Menurutnya, para dai yang menyampaikan dakwahnya juga perlu memperhatikan audiens atau orang yang hadir di tempat tersebut. Kiai Zubaidi berpendapat agar pada dai sebaiknya tidak mendakwahkan agamanya kepada orang-orang yang sudah memeluk agama lain, khususnya dalam konteks diskusi keagamaan yang terbuka.
Kiai Zubaidi selaku dai senior juga menekankan pentingnya makna dakwah melalui contoh atau perbuatan yang baik (dakwah bil hal). Adalah hal yang wajar apabila ada orang yang ingin memeluk Islam karena melihat perilaku umat muslim yang santun, penuh kasih sayang, disiplin, lemah lembut, toleran, dan menjunjung tinggi rasa solidaritas.
“Yang tidak boleh adalah mendakwahkan agama kepada orang yang sudah beragama secara terbuka, apalagi secara paksa.

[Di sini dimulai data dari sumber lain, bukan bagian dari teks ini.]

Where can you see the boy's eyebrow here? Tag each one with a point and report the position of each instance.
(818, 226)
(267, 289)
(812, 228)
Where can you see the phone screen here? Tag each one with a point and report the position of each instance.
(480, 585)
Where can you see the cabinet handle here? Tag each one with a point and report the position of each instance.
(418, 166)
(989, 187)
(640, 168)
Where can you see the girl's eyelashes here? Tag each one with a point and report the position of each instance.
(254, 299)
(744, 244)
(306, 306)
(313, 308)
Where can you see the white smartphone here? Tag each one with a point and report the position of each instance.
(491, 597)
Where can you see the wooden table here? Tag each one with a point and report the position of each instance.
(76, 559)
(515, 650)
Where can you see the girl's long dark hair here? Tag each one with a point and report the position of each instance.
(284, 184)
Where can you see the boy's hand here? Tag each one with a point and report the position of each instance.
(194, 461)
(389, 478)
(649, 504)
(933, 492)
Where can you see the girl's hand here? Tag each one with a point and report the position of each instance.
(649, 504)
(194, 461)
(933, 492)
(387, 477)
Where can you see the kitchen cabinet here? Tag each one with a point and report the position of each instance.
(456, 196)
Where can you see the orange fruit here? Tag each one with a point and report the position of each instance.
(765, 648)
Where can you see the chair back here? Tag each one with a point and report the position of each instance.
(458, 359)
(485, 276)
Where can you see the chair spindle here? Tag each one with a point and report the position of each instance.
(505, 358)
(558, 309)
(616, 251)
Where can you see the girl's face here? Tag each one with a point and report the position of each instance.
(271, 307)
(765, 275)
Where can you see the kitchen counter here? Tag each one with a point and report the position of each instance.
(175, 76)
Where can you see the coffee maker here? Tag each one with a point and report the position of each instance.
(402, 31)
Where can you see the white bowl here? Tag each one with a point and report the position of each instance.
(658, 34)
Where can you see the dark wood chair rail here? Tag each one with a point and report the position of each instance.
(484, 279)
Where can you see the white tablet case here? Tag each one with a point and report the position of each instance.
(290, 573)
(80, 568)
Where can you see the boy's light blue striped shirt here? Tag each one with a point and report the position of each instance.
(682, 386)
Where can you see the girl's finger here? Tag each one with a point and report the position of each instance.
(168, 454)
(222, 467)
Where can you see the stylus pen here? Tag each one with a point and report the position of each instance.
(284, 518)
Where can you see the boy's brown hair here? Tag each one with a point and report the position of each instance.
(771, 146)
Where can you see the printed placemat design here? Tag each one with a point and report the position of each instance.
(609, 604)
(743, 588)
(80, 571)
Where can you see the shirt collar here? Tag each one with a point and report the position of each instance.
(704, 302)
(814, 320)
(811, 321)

Hal ini karena konsensus bangsa Indonesia sebagai bangsa yang majemuk. Bagi masing-masing diri seorang muslim sebenarnya sudah punya kewajiban berdakwah, yaitu dengan mempraktikkan Islam dengan sebenar-benarnya, yang rahmatan lil alamin,” jelasnya.
Kiai Zubaidi juga menyoroti adanya diskusi keagamaan namun dengan agenda terorisme yang terselubung. Menurutnya, hal ini justru mencederai konsensus kebangsaan dan bahkan mengkhianati hak kebebasan beragama dan berserikat yang dijamin oleh negara Indonesia.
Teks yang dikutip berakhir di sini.